Ça sentait l’impatience chez Weston et Loblaw alors que son plan de redressement amorcé en 2007 tardait à donner des résultats.
La création d’un fonds immobilier, une relance de 100 M$ au Québec et des mises à pied plus musclées signalaient que la famille passait à l’offensive.
L’ingrédient d’origine: probablement le changement de la garde de 2011. Le 24 février 2011, l’espagnol Vicente Trius, un ex-cadre du géant européen Carrefour, a pris la relève d’Allan Leighton à la tête de Loblaw, M. Leighton, un homme de confiance de la famille Weston, agissait comme « tuteur» en quelque sorte après la nomination de Galen Weston, fils, à la tête du conseil de Loblaw, en 2006.
Dans les entreprises familiales où le statu quo prévaut, une nomination à la haute direction est souvent précurseur d'un changement de stratégie.
La famille Weston veille à ses propres intérêts puisqu’elle détient 63 % de George Weston, qui a son tour tire 75 % de sa valeur de l’épicier Loblaw.
Thomson Reuters perd patience
Thomson Reuters perd patience
On retrouve ce même ingrédient chez Thomson Reuters, qui ne s’est jamais remis de l’achat à fort prix (19 milliards) au sommet boursier de 2007 de l’agence Reuters.
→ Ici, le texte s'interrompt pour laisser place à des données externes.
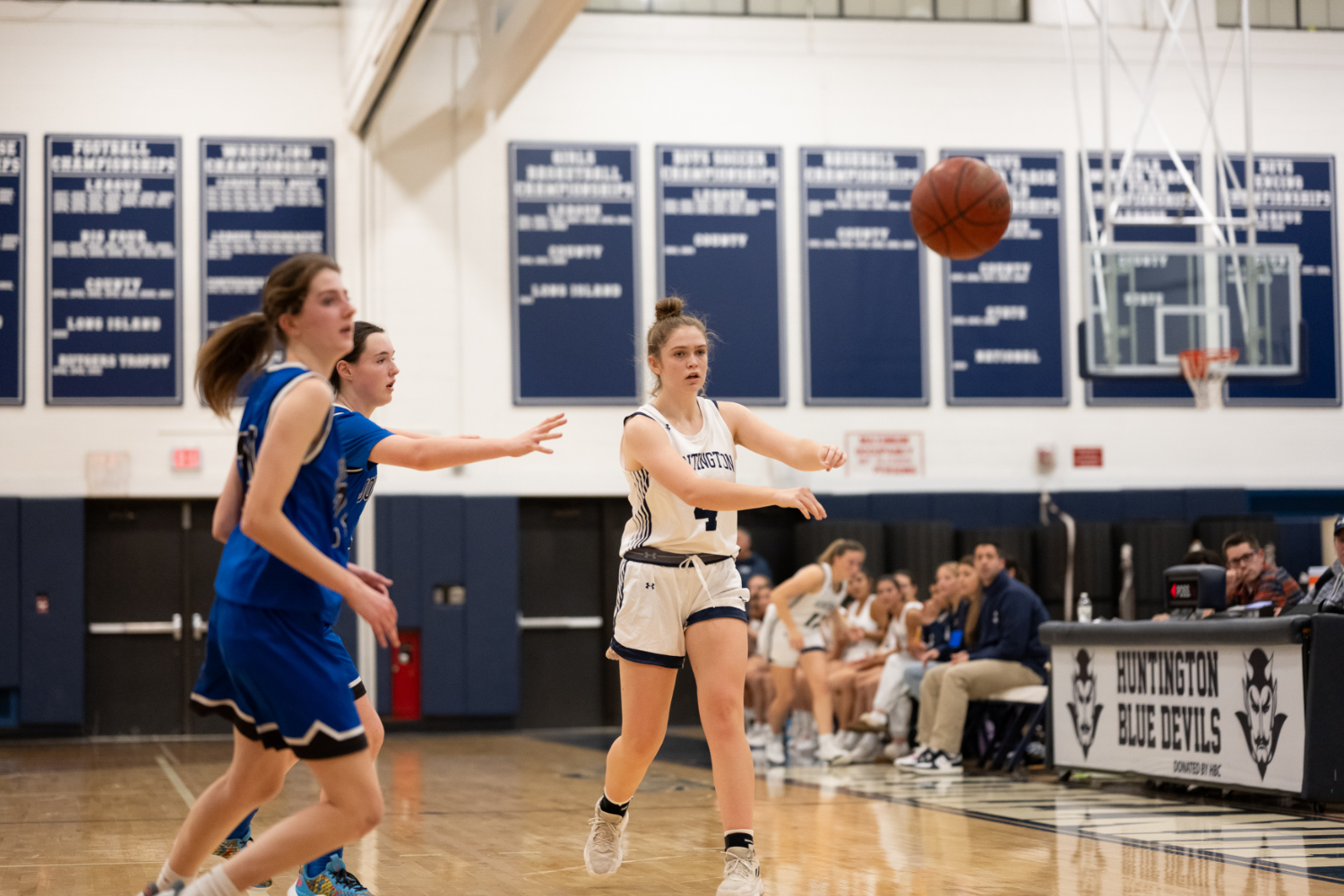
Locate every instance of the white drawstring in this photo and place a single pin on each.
(694, 559)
La valeur du placement de la famille Thomson dans Thomson Reuters a fondu de 20 à 12 milliards par la suite.
Le 19 janvier, Les Affaires écrivait : «un changement de la garde laisse présager un virage».
L’analyste Drew McReynolds, de RBC, entrevoyait alors la possibilité d’une stratégie plus musclée qu’une simple rationalisation et des acquisitions sélectives.
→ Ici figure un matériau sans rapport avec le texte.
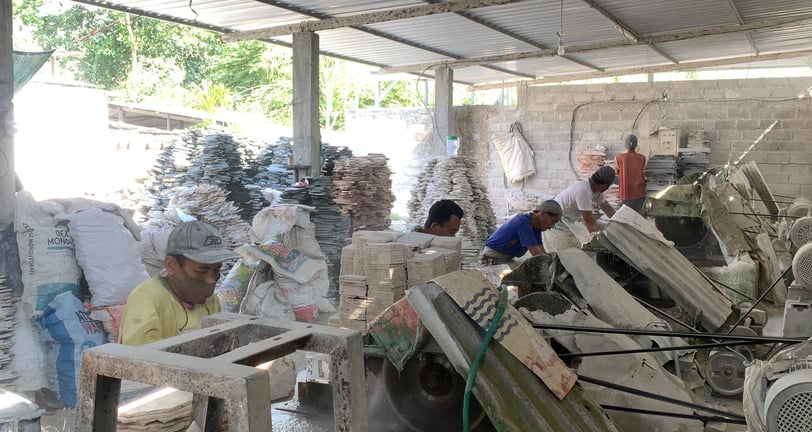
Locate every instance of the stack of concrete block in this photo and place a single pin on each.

Le 22 juillet, le site internet The Baron dévoilait l’intention du géant de l’information professionnelle spécialisée de procéder à une vaste restructuration de sa division média baptisée Big Bang, qui verrait l’entreprise couper dans 6 % de ses effectifs, délocaliser, externaliser et fermer certains services.
Encore là, la nomination d’un nouveau président à la tête de la société privée de la famille Thomson, Woodbridge, pour la première fois en 15 ans semble avoir été l’élément déclencheur.
Tim Casey, de BMO, y voyait alors un indice que la famille Thomson perdait patience de voir de voir la société générer de bons rendements. David Binet a été promu de chef de l’exploitation à la présidence de Woodbridge, le 30 novembre 2012.
En mai, Thomson Reuters a recruté l’éditeur de The Economist pour diriger sa division média.
Thomson Reuters est propriété à 55 % de la famille Thomson, par le biais de Woodbridge,
Les taux et la Bourse sourient à Power
Les taux et la Bourse sourient à Power
Chez Power Corp., les changements sont moins visibles. Le titre du conglomérat financier de la famille Desmarais atteint tout de même un sommet en 39 mois, lundi.
Le propriétaire de l’assureur-vie Great-West et du gestionnaire de fonds Société financière IGM, profite surtout de la hausse des taux d’intérêt qui rentabilise les placements de l’assureur et de l’embellie boursière qui ravive l’intérêt des investisseurs pour les fonds communs de placement qu’offre IGM.
L’accalmie du climat de crise en Europe enlève aussi l’ombre qui pesait sur la société qui a d’importants placements sur ce continent (Total, GDZ Suez, Pernod Ricard).
Fidèle à ses habitudes, Power Corp. attend son heure pour sauter sur les occasions qui se présentent. Great-West vient de mettre la main sur l’assureur Irish Life, pour 1,75 G$.
IGM pourrait aussi envisager de prendre pied aux États-Unis. L’analyste John Reucassel, de BMO, avait identifié en janvier l’Américaine Waddell & Reed, spécialisée dans la gestion de patrimoine et de la planification financière.
IGM aurait aussi les moyens de racheter 9 % de ses actions, selon cet analyste.
L'empire des Desmarais enverrait aussi un signal de retour à la normale si elle recommançait à augmenter son dividende, qu'elle n'a pas majoré depuis 2008.
Ces trois cas illustrent qu’il vaut la peine d'être vigilant et de suivre les mouvements de personnel parfois discrets des grandes sociétés, en particulier celles dont la vision s’étend sur plusieurs générations.